Ganty writes "I recently purchased a Lenovo W500 notebook, and after 'downgrading' to XP and creating a dual partition, I found that I had a battery life of nearly three hours using the long-life battery, at this point I was a happy camper because it means that I can watch a DVD during a flight. I then tried various Linux distributions and found the battery life under FOS to be very disappointing, with an average of 45 minutes before a warning message. After settling on Ubuntu I then spent three days trying various hardware tweaks but I only managed to increase the battery life to one and a half hours. Unwanted services have been disabled, laptop mode has been enabled, the dual core CPU reduces speed when idle and the hard drive spins down when not needed. Obviously Apple with their X86 hardware and BSD based OS have got it right because the MacBooks last for hours, and a stock install of MS Windows XP gives me three hours of life. Why is battery life on notebooks so poor when using Linux? Some have suggested disabling various hardware items such as bluetooth and running the screen at half brightness but XP doesn't require me to do this and still gives a reasonable battery life."
Linux is a popular choice for netbooks,
That stopped being true when Windows XP began being sold on netbooks over a year ago. Linux is now relegated back to the same niche status it holds on the desktop.

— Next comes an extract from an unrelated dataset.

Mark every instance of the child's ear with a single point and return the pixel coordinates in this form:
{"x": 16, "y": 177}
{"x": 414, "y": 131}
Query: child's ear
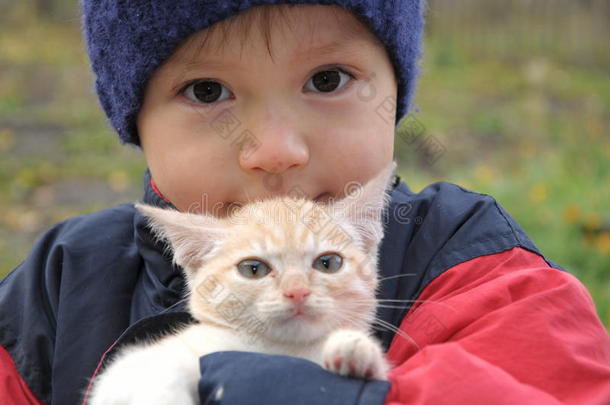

This isn't a general problem - do you really think people would be running Linux on laptops at all if their battery life went from 3 hours on Windows to 40 minutes on Linux?

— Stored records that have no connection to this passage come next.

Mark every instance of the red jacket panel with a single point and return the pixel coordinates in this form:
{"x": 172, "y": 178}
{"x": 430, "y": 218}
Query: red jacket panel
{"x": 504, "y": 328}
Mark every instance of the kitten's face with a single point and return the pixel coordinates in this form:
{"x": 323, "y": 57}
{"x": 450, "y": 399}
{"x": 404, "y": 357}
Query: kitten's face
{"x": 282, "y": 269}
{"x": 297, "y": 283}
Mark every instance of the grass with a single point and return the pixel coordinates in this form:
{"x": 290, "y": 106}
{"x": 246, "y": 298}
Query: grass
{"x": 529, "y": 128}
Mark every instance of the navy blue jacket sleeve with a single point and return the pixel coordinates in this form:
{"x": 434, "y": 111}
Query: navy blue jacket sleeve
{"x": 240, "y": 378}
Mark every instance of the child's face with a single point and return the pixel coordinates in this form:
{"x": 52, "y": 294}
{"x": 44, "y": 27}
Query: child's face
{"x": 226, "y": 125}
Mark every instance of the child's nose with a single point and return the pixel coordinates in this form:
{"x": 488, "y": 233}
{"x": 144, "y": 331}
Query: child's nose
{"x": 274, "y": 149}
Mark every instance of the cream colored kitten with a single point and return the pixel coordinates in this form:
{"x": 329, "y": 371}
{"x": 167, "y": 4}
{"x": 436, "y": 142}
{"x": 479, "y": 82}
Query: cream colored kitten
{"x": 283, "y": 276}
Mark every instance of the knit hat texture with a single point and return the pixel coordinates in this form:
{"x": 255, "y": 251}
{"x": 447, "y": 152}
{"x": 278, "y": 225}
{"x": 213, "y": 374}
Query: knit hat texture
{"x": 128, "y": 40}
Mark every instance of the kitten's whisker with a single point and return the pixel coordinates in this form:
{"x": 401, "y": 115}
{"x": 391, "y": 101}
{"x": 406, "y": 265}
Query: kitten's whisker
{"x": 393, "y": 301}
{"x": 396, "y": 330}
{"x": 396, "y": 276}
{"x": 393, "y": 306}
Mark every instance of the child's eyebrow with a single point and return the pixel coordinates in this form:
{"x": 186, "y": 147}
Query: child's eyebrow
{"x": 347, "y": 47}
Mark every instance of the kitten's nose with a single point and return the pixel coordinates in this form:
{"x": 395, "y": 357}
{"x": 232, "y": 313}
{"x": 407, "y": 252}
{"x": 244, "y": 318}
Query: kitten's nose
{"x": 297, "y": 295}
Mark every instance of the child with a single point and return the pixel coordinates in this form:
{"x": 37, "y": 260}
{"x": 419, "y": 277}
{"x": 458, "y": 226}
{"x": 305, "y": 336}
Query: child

I happily get much longer battery life on my Linux laptops, because they're much more configurable. A couple of years ago I watched three movies in a row on my 17-inch Dell laptop on an international flight - this machine gets three hours with a tailwind running Windows and doing much of anything. How did I do it? I loaded the movies into a RAM disk and set the hard drive to power down, shut off syslog, and removed the DVD drive completely. Try that on a Windows box!
Notwithstanding trickery, I also get better life in normal use as well.

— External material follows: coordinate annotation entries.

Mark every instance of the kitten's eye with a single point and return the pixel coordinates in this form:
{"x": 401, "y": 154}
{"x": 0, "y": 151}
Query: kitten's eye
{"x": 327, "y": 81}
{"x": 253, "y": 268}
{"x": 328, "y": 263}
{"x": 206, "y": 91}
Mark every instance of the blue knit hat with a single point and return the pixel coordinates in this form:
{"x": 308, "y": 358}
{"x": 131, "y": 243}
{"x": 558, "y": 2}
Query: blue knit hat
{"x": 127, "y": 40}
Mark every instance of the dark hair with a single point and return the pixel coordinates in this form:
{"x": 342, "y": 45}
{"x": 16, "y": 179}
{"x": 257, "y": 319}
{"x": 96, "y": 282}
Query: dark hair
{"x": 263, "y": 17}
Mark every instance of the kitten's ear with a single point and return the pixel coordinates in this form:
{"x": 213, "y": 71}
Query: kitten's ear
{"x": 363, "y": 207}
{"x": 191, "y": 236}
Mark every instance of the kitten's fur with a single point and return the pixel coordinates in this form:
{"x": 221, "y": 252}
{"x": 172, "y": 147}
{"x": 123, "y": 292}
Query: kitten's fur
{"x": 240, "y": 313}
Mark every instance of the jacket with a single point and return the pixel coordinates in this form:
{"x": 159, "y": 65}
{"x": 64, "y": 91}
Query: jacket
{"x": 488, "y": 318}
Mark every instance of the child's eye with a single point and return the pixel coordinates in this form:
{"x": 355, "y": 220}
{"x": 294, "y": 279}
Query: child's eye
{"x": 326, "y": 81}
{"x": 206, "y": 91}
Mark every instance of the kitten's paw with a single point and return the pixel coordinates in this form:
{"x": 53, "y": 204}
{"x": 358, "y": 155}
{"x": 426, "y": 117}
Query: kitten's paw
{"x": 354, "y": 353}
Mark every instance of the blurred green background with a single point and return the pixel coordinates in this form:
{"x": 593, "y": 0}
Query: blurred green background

Please choose a title like "Why does my laptop get bad battery life on Linux"? And post it on a Linux support board, not on Slashdot.
*sigh*, no he wants to know if the distro is shipping the tickles, pre-compiled kernel you incompetent shithead.
Here be signatures
If you want your computer to work in the background and be a tool that makes you money, get a mac. If you want to try it and your free time is worth it, by all means give Linux a try. I started to use Linux around 2000. I switched to Apple back in 2002 and haven't looked back. I deal with technology all day long. If our desktops & laptop systems aren't working, then we're wasting time and money making those work instead of making bug fixes and adding new features to our software products that make us money.
Not too long ago, we installed OpenSuSE on a machine for testing one of our desktop JAVA apps to make sure it would run on Linux. We went and grabbed an off the shelf PCI wifi card to put in it. Card was made in 2003 and I still had to use the NDIS wrapper to get it to work.
"The problem with socialism is eventually you run out of other people's money" - Thatcher.